Seven Letters from Paris by Samantha Vérant is the book that unashamedly brought me into 2015. It is almost exactly as it sounds:
soppy, sentimental and annoyingly delightful.
It’s description, despite charming, would typically lead it from mine, into the hands of my friend. She’s a girl who dreams of bumping into a guy in
Central Park whilst running her own flower shop. It’s a lovely dream, she’s a lovely girl, but both need to be brought down to earth on the odd occasion.
This book floats in fantasy skies, the same ones I very often avoid, unless they have to do with world peace. Like any girl however, get me in the right
mood, turn on the right chick flick or in this case, set me up with one that’s soon-to-be, and my heart too will find it’s way to France. More specifically
to a guy, a scooter and an achingly beautiful accent – all things you’ll find in Seven Letters. I will share with you one quote, and then recommend that
even the cynics read it, because if love exists, it has never existed quite so rhythmically as it does in this book (so much so that it makes you sad).
The quote goes like this, “God needed seven days to create the world, so maybe I will need more than seven letters to build something as great as world
creation is with you.” Perhaps if guys shouted this out of their car windows, I too would come up with a response more kind than the finger to their
Let’s move on. After Seven Letters from Paris, I was prepared to learn something a little bigger than the sad state of my love life (it’s not you, Samantha,
it’s me). I mean, if it was non-existent before the book, it was a bloody crumb after. A star to be seen only through squinting – just to appear as a satellite.
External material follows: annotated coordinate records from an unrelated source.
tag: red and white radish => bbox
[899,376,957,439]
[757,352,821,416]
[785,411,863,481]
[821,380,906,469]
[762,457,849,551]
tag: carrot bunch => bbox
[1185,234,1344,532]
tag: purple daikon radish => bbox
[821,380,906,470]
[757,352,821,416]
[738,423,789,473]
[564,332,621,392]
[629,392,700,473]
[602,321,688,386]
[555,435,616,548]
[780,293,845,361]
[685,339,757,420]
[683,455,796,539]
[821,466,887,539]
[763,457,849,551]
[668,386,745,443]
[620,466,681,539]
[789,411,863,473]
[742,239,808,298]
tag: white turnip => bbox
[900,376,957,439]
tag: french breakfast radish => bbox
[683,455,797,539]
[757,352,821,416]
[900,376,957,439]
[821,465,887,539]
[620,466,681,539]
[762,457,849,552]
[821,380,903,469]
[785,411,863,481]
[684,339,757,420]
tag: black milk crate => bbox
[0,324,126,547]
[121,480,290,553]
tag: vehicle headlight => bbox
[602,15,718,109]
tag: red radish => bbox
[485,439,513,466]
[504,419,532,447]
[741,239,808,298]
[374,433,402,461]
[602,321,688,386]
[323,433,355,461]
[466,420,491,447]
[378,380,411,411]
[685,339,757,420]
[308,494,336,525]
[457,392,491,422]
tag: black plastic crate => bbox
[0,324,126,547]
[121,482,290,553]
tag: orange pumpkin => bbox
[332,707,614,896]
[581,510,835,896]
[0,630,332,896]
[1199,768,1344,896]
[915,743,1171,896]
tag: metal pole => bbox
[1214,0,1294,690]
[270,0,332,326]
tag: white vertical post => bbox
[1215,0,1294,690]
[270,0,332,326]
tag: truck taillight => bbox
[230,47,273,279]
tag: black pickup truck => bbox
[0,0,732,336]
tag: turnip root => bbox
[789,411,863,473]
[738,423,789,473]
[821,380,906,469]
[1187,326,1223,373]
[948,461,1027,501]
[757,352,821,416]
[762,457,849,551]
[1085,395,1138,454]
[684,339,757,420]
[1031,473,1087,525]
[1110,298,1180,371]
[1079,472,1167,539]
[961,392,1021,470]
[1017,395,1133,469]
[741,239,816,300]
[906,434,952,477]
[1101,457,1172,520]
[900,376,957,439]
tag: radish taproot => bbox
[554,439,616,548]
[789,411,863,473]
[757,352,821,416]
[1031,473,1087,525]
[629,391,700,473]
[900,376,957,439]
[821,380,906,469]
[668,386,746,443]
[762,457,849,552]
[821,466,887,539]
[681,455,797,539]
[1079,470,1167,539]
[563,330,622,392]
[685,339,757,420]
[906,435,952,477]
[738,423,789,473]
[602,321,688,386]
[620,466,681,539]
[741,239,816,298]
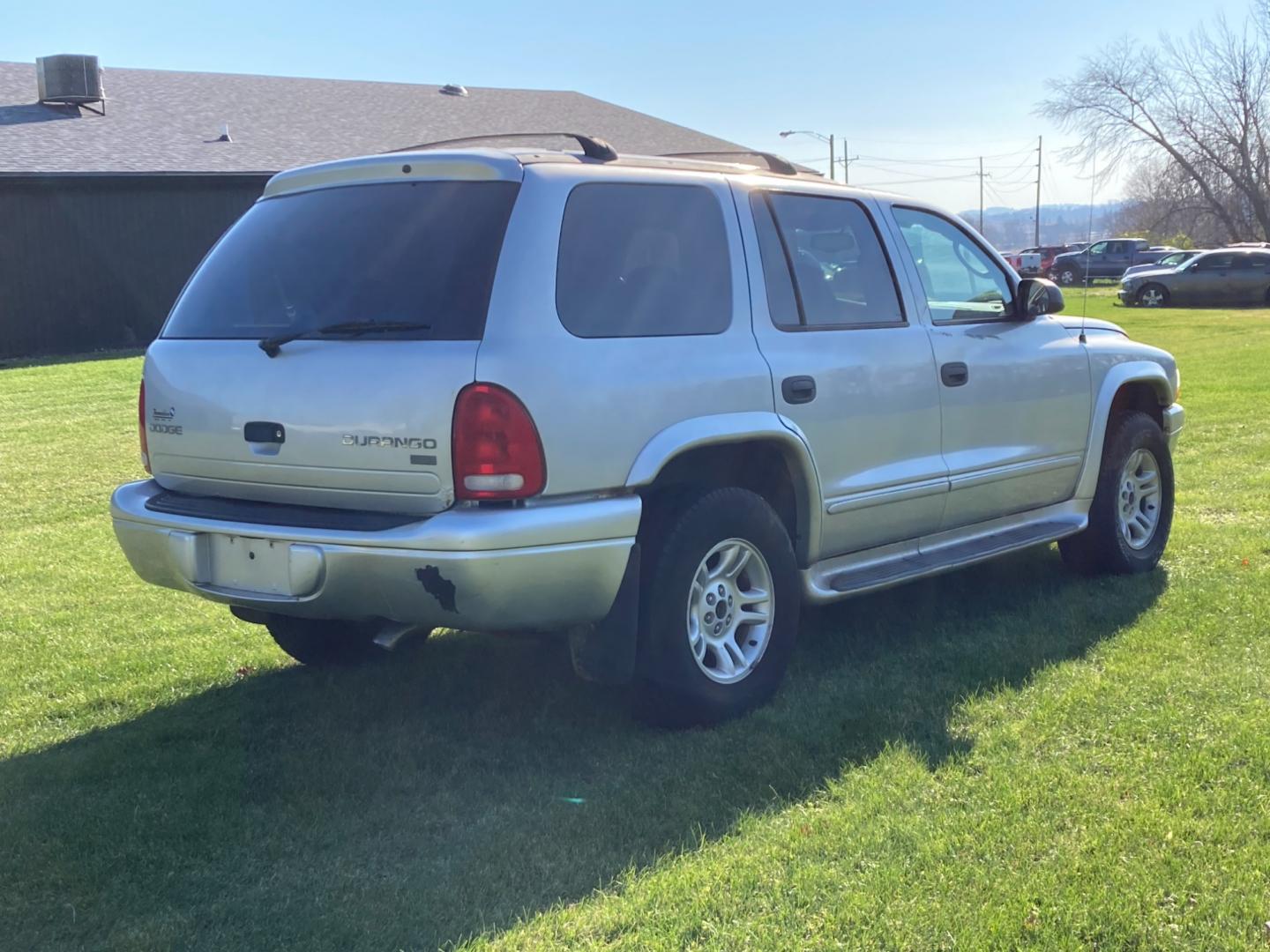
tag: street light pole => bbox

So more recently I picked up Playing Big by Tara Mohr. I figured before looking at or for someone else, I should take some time to look at myself.
Again, I’d describe it as painfully enchanting. Firstly, to find out I’d been shooting myself in the foot: painful. The next bit could be the same for you.
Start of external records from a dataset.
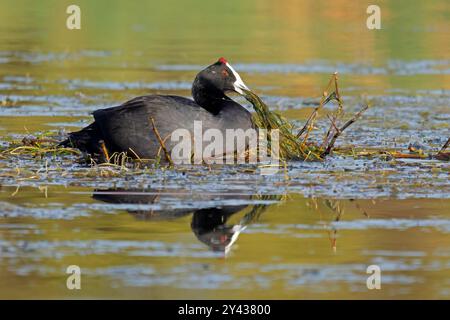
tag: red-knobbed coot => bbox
[61,58,254,159]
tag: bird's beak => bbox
[233,79,250,95]
[227,62,251,95]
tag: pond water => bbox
[0,0,450,299]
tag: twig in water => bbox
[100,140,110,162]
[150,117,173,166]
[322,105,369,157]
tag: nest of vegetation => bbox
[245,73,368,161]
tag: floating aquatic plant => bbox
[244,73,368,161]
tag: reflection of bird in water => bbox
[93,189,278,255]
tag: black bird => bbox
[61,58,255,159]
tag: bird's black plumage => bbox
[62,60,254,159]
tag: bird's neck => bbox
[192,84,232,115]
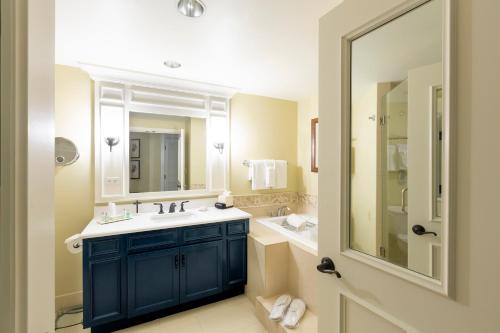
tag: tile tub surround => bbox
[234,192,298,208]
[297,193,318,216]
[234,192,318,216]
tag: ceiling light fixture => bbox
[163,60,182,69]
[177,0,205,17]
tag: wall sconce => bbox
[104,136,120,152]
[214,142,224,154]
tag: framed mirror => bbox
[343,0,450,293]
[54,136,80,166]
[90,65,235,203]
[129,112,207,193]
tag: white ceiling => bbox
[56,0,342,100]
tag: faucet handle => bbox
[168,202,177,213]
[154,202,165,214]
[179,200,189,213]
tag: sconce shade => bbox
[104,136,120,152]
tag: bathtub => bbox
[255,214,318,254]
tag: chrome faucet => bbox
[275,206,292,216]
[154,202,165,214]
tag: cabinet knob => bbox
[316,257,342,279]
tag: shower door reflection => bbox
[349,0,446,280]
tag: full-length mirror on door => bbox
[348,0,449,280]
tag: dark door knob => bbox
[316,257,342,279]
[411,224,437,236]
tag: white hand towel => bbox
[251,160,267,191]
[269,295,292,321]
[275,160,288,188]
[283,298,306,328]
[286,214,307,230]
[398,143,408,170]
[387,144,399,171]
[248,161,253,181]
[266,160,276,188]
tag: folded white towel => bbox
[387,144,399,171]
[283,298,306,328]
[398,143,408,170]
[266,160,276,188]
[286,214,307,230]
[269,295,292,321]
[275,160,288,188]
[250,160,267,191]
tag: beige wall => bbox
[55,65,94,296]
[297,96,321,195]
[231,94,297,194]
[188,118,207,190]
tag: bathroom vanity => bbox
[81,208,250,332]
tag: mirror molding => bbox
[339,0,455,297]
[87,65,236,203]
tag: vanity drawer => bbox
[227,220,248,235]
[88,238,120,257]
[182,223,222,242]
[127,229,179,251]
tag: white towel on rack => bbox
[266,160,276,188]
[387,144,399,171]
[250,160,267,191]
[398,143,408,170]
[274,160,288,188]
[248,161,253,181]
Luckily, Tara comes well-equipped with solutions to counteract our actions. You see, absent-mindedly, we’ve been undermining ourselves, and
our ideas. Just take a group situation. Our suggestions are so often filled with maybes, and kind ofs, and perhaps’. These words which defeat the
strength of an idea, singlehandedly defeating the confidence we have in ourselves too. We avoid sharing our ideas with the fear they might be
judged, ridiculed, or rejected. We convince ourselves that the idea isn’t worthwhile anyway, or rather, we don’t have the right to share it.
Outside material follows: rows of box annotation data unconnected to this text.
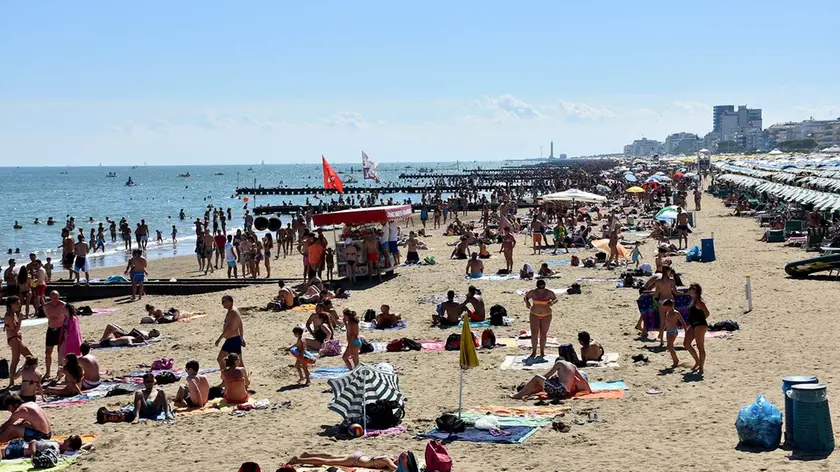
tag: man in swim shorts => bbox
[216,295,245,370]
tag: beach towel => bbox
[589,380,630,392]
[359,320,408,331]
[467,404,572,419]
[309,366,349,379]
[0,318,49,328]
[417,426,539,444]
[499,354,557,370]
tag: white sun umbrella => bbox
[541,188,607,203]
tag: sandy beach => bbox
[11,196,840,472]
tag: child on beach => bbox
[292,326,309,385]
[44,257,53,282]
[630,241,642,269]
[324,247,335,280]
[660,298,688,369]
[13,357,44,402]
[342,308,362,370]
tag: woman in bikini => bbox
[683,284,709,374]
[3,296,32,387]
[222,352,251,405]
[44,354,85,397]
[525,280,557,357]
[288,451,397,472]
[342,308,362,370]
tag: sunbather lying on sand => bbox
[88,324,160,348]
[288,451,397,472]
[510,360,592,400]
[140,305,181,324]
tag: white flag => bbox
[362,151,379,183]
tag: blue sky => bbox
[0,0,840,165]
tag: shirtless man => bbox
[216,295,245,370]
[364,233,382,282]
[44,290,67,379]
[499,226,516,274]
[73,234,90,284]
[344,238,359,285]
[61,228,76,280]
[3,295,32,387]
[0,393,52,443]
[79,343,102,390]
[677,207,688,249]
[376,305,401,329]
[201,231,216,275]
[125,249,149,301]
[432,290,465,325]
[175,361,210,408]
[466,252,484,279]
[461,285,487,321]
[637,265,677,344]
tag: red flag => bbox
[321,155,344,193]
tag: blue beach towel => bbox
[417,426,539,444]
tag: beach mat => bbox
[499,354,557,370]
[359,320,408,331]
[417,426,539,444]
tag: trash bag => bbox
[735,394,782,449]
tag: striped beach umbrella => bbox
[327,364,405,430]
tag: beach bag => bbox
[359,338,375,354]
[481,329,496,349]
[735,394,782,449]
[426,439,452,472]
[320,339,341,357]
[152,357,175,370]
[385,339,405,352]
[397,451,420,472]
[434,413,467,434]
[32,449,58,469]
[490,305,507,326]
[402,338,423,351]
[365,400,405,429]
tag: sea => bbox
[0,161,504,271]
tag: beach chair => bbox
[785,220,805,238]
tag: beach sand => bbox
[23,197,840,472]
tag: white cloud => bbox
[674,100,712,115]
[326,111,368,129]
[560,101,618,120]
[476,94,544,120]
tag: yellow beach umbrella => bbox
[458,315,478,418]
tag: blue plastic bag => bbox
[735,394,782,449]
[685,246,702,262]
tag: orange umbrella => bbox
[592,239,630,259]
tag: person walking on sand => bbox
[44,290,67,379]
[216,295,245,370]
[125,249,149,301]
[683,284,709,375]
[499,227,516,274]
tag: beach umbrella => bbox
[654,205,679,221]
[592,239,630,259]
[542,188,607,202]
[327,364,405,431]
[458,315,478,418]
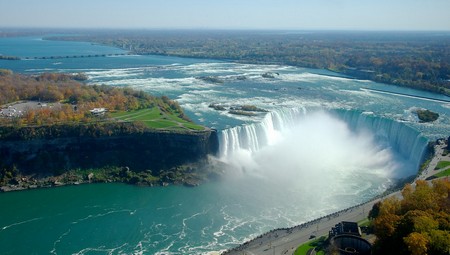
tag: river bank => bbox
[0,159,223,192]
[221,139,450,255]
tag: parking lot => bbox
[0,101,61,118]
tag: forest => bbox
[48,30,450,95]
[0,69,189,127]
[369,179,450,255]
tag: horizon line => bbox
[0,25,450,33]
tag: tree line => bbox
[48,31,450,95]
[0,70,187,126]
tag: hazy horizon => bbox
[0,0,450,31]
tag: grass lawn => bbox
[294,236,325,255]
[111,107,205,130]
[434,161,450,170]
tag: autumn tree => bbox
[369,180,450,255]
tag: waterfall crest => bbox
[219,108,428,171]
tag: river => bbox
[0,37,450,254]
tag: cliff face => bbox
[0,131,218,174]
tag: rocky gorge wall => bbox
[0,127,218,174]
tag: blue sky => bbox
[0,0,450,30]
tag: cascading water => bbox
[219,108,427,177]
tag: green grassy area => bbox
[434,168,450,177]
[434,161,450,170]
[111,107,205,130]
[294,236,325,255]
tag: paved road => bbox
[223,144,450,255]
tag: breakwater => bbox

That we need to work our way up, then we might consider speaking in the same direction.
There are times when I’m writing, and I’ll be talking about something I’ve learnt, or an idea I believe in. I’ll delete a whole paragraph, with one thought
in mind: What do I possibly know about (insert topic here)? The snowball effect is never tardy in following. It goes something like this: I bet there are
a million other blogs talking about this. I bet they’re saying it better. I’m not qualified to write about this. What am I qualified to write about? What do
I even know about writing? Do I even write right? Is there a specific way to write?
It’s questions like these that drag me away from doing what I love – writing, sharing. It’s only when I stand up to speak again that I realise how long it is
that I’ve been quiet. Tara sheds new light upon the situation. She says we won’t succeed to the extent capable of us, in work, in love or in any other aspect
of our lives, in fact, if we are constantly held back by self-questioning and self-doubt. This idea can be related to almost everything we do. She advises
we make an effort to remove any words that do nothing but take up space. If we’ve got an idea, let’s choose to share it, and let’s be confident in doing
so. Let’s not consider ourselves unworthy or unqualified because of who we are, where we’ve been or where we yet haven’t. Because in having opinion,
in existing as a human being of thoughts and taste, and experience and imagination, we are worthy and we are qualified. The only way to become
more so, is in starting somewhere.
What’s stuck in my head since reading these two books is this. First, we must have faith in our own ideas. Then, maybe others
(a french man with a scooter and an accent included) might see sense in them too.